Estimated from 10000 replications.
mass at 0 sample size Student-t cov Student-t len
0 0.900 25 90.31% 0.6428
1 0.900 50 98.95% 0.6719
2 0.900 100 99.96% 0.68
3 0.900 400 100.0% 0.6869
4 0.990 25 22.61% 0.1011
5 0.990 50 39.54% 0.1297
6 0.990 100 62.67% 0.1627
7 0.990 400 98.05% 0.2098
8 0.999 25 2.26% 0.0092
9 0.999 50 4.95% 0.0145
10 0.999 100 9.43% 0.0191
11 0.999 400 32.97% 0.036

Again the distribution of the sample mean is skewed, which hurts the coverage of Student-t intervals.
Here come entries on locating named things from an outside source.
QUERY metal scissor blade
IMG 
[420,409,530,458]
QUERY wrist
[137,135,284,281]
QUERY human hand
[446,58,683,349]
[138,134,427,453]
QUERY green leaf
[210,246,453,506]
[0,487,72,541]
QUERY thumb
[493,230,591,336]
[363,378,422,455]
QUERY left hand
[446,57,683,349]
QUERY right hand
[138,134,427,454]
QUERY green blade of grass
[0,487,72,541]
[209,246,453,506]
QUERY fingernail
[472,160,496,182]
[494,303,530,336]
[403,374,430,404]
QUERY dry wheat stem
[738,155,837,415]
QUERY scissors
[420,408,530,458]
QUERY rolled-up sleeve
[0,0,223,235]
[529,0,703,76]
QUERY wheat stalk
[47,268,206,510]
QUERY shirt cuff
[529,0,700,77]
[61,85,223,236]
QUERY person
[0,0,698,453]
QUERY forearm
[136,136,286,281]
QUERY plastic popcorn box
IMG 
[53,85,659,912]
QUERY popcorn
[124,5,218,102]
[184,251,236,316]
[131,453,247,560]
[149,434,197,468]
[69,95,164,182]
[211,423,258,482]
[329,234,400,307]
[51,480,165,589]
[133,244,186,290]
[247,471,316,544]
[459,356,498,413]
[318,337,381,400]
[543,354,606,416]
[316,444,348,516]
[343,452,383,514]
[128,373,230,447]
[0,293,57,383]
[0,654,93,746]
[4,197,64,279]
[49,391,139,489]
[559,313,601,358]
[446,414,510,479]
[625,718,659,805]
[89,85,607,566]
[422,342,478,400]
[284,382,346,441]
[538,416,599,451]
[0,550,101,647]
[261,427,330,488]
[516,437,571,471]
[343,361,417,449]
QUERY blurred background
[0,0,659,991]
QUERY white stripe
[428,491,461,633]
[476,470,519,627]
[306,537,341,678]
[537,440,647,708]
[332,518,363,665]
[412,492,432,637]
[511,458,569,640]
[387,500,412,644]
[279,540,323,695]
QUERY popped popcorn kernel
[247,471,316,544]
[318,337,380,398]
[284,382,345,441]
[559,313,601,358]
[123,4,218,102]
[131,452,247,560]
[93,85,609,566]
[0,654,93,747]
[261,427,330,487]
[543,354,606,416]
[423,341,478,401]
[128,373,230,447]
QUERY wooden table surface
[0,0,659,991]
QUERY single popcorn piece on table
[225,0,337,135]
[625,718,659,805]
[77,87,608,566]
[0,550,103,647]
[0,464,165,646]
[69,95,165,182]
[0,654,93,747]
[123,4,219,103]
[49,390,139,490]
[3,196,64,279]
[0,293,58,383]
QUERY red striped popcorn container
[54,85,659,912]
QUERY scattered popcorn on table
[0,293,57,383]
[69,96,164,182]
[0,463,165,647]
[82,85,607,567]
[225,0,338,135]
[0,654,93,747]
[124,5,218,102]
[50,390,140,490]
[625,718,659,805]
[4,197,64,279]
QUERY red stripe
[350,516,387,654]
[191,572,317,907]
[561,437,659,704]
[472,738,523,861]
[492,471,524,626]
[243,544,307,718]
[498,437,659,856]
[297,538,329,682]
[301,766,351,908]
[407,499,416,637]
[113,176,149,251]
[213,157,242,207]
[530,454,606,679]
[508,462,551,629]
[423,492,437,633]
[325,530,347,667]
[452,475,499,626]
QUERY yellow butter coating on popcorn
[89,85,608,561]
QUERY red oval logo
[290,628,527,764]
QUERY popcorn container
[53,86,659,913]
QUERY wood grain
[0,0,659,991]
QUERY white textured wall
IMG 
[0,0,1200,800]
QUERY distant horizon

When the mass at 0 gets large enough, there is again a large chance that the sample will contain only 0s, in which case the sample SD will be zero, the length of the interval will be zero, and the interval won’t cover.

Summary

  • The actual coverage probability of confidence intervals based on the normal approximation or the bootstrap percentile method can be much less than the nominal coverage probability, even for large-ish sample sizes, for skewed population distributions.

  • In many applications, the population is very skewed: “Nonstandard mixture distributions”

  • For example, accounting overstatements might be mostly 0, and occasionally large. Then:

    • Can be very likely that the sample variance is zero

    • Leads to apparent certainty that the result is correct.

What’s next?

We will consider some conservative methods for constructing confidence bounds by inverting hypothesis tests.